As far as my understanding goes, 0^1=0 shows the exponent, or the resultant value of log(0,0) should be 1. Isn't logarithm used to find exponents? Why doens't it match?
May I ask what you mean by "natural logarithm"? I'm new to math and unfortunately don't know much. Please guide me in the right direction with a short explanation if you will, what natural exponents are and what other exponents there are so I can start learning what's needed.
Thanks.

5. ## Re: Why is log(0,0)=indeterminate while 0^1=0? Why is log(0,5)=0 if 0^0=indeterminate

you are confusing the BASE with the EXPONENT.

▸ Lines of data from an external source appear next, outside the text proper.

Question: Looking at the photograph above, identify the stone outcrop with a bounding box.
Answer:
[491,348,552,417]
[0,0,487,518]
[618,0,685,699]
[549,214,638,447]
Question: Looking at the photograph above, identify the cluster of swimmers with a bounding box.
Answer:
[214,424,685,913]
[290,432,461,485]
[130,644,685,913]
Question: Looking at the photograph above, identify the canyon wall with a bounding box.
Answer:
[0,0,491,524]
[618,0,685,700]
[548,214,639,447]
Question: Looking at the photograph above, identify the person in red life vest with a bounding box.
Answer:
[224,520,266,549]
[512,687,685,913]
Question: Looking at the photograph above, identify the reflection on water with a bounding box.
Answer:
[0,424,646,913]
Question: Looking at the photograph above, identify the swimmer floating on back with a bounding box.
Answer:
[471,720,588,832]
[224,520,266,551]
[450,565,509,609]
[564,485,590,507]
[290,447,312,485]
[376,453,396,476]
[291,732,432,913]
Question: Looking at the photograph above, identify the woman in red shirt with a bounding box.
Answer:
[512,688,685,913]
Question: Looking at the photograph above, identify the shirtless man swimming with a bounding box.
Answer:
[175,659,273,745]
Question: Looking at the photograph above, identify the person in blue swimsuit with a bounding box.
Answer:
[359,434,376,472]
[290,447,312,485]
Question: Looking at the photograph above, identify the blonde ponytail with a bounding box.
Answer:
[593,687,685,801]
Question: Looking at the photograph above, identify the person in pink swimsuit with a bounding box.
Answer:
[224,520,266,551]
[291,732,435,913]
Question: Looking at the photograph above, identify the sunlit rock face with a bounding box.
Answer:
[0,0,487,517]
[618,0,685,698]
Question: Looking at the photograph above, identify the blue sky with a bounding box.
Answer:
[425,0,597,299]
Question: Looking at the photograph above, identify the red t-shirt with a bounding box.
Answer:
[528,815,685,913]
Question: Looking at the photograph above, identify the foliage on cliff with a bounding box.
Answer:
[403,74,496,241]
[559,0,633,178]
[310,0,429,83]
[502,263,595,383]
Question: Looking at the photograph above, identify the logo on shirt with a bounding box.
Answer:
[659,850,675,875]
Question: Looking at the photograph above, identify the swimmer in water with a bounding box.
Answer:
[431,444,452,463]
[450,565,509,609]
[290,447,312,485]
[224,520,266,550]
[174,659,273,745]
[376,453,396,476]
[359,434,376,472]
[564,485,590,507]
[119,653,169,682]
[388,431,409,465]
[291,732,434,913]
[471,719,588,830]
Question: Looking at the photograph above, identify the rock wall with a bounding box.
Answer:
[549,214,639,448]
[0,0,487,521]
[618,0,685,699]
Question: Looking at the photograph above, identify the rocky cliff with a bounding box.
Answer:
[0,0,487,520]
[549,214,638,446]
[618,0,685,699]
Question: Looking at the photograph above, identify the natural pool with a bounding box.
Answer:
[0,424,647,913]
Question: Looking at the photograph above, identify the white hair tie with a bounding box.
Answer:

log(0) would be: "what number is it such that e^x = 0?" there is no such number x. if there WAS such a number, it would be more negative than any other number. we could (and some do) call:

log(0) = -∞.

the opposite OPERATION of "exponentiation" (for a fixed exponent a), that is to say x^a, is taking the a-th ROOT, that is: x^(1/a).

if you are looking for something like: "log base 0", that doesn't work. the function 0^x is 0 at every number x except 1 (a horizontal line with perhaps one point missing, or moved). the "inverse function" of that would be a VERTICAL line x= 0, which makes it impossible to determine WHICH y-value it takes at x = 0, and there ISN'T any y-value at other x's.